El mandatario venezolano permanece allí mientras avanza el proceso judicial en su contra, compartiendo espacio con reclusos de alto perfil y figuras centrales del crimen organizado internacional. Por las celdas del MDC de Brooklyn pasaron nombres emblemáticos como el narcotraficante mexicano Joaquín "El Chapo" Guzmán, líder histórico del cártel de Sinaloa, y otros acusados vinculados a delitos federales de máxima gravedad.
Actualmente, el penal alberga a cerca de 1.200 internos, en su mayoría detenidos de manera preventiva a la espera de juicio.

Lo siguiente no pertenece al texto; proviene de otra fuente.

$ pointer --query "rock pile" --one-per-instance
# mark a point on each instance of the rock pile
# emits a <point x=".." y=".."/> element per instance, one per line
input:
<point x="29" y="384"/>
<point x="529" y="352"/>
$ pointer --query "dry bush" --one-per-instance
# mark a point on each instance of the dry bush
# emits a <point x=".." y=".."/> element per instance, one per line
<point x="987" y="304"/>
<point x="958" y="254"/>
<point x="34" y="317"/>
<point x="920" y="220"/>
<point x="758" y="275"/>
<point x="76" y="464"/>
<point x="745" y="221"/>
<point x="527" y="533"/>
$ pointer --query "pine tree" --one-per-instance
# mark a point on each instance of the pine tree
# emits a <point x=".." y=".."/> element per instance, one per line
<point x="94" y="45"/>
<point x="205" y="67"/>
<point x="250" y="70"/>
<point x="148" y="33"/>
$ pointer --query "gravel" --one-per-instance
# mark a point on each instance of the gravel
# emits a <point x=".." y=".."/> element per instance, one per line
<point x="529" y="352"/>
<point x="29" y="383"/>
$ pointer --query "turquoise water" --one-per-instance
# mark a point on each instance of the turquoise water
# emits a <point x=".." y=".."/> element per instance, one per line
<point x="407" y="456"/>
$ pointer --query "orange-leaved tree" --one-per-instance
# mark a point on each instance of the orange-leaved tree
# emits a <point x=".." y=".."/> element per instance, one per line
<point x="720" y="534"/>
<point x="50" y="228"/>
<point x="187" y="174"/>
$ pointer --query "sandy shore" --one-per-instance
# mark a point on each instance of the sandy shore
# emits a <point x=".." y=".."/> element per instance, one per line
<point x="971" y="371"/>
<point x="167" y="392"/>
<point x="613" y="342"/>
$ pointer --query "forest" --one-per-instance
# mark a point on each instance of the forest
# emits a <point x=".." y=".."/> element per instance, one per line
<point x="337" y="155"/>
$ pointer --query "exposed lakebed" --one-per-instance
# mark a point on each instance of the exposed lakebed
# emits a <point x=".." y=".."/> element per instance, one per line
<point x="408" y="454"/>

Entre ellos se encuentra el rapero estadounidense Sean "Diddy" Combs, además de Ismael "El Mayo" Zambada, señalado como uno de los máximos jefes del narcotráfico mexicano. La presencia de estas figuras refuerza el perfil de alta peligrosidad y complejidad que caracteriza al centro de detención.
A lo largo de los años, el MDC de Brooklyn se consolidó como un espacio de reclusión temporal para acusados de delitos federales sensibles, tanto del ámbito criminal como político. Allí estuvo detenido el expresidente hondureño Juan Orlando Hernández, condenado por narcotráfico, y el exsecretario de Seguridad Pública de México, Genaro García Luna, quien denunció haber sido testigo de hechos violentos dentro del penal, incluidos homicidios y apuñalamientos entre internos.
El centro también fue escenario del caso Ghislaine Maxwell, condenada por su rol como cómplice del financista Jeffrey Epstein. La ciudadana británica describió las condiciones de su detención como "inhumanas, crueles y degradantes", y llegó a comparar su régimen de encierro con el de un personaje de ficción extrema, al denunciar aislamiento prolongado y vigilancia constante.
En años recientes, el listado de detenidos de alto perfil se amplió con el ingreso de Luigi Mangione, acusado en 2024 del asesinato del director ejecutivo de la empresa UnitedHealthcare, un caso que volvió a poner bajo la lupa la situación interna del penal.
Las condiciones de vida dentro del MDC de Brooklyn han sido duramente cuestionadas. El exabogado y asesor de Donald Trump, Michael Cohen, quien estuvo recluido allí en 2020, describió el lugar como "repugnante" y relató que los internos duermen en camas de acero, con colchones de apenas una pulgada y media de espesor, sin almohadas y en celdas de dimensiones reducidas, de aproximadamente ocho por diez pies.
Las deficiencias edilicias del penal derivaron en múltiples demandas colectivas. Uno de los episodios más graves ocurrió en 2019, cuando una falla eléctrica dejó a los reclusos siete días sin calefacción ni electricidad durante una ola de frío extremo, con temperaturas que alcanzaron los 15 grados bajo cero. El hecho generó un fuerte escándalo público y concluyó con una indemnización millonaria por parte del Estado estadounidense.
El MDC de Brooklyn es una prisión federal de seguridad administrativa, destinada principalmente a detenidos en espera de juicio. Sin embargo, informes judiciales y testimonios coinciden en señalar una combinación crítica de falta de personal, violencia interna, acceso limitado a atención médica y reiteradas fallas en servicios básicos, lo que alimenta su fama como uno de los centros de detención más duros del país.
En ese contexto, la llegada de Nicolás Maduro al penal suma un nuevo capítulo a la historia de una cárcel que, lejos de ser una excepción, se ha convertido en símbolo de las tensiones del sistema penitenciario federal estadounidense.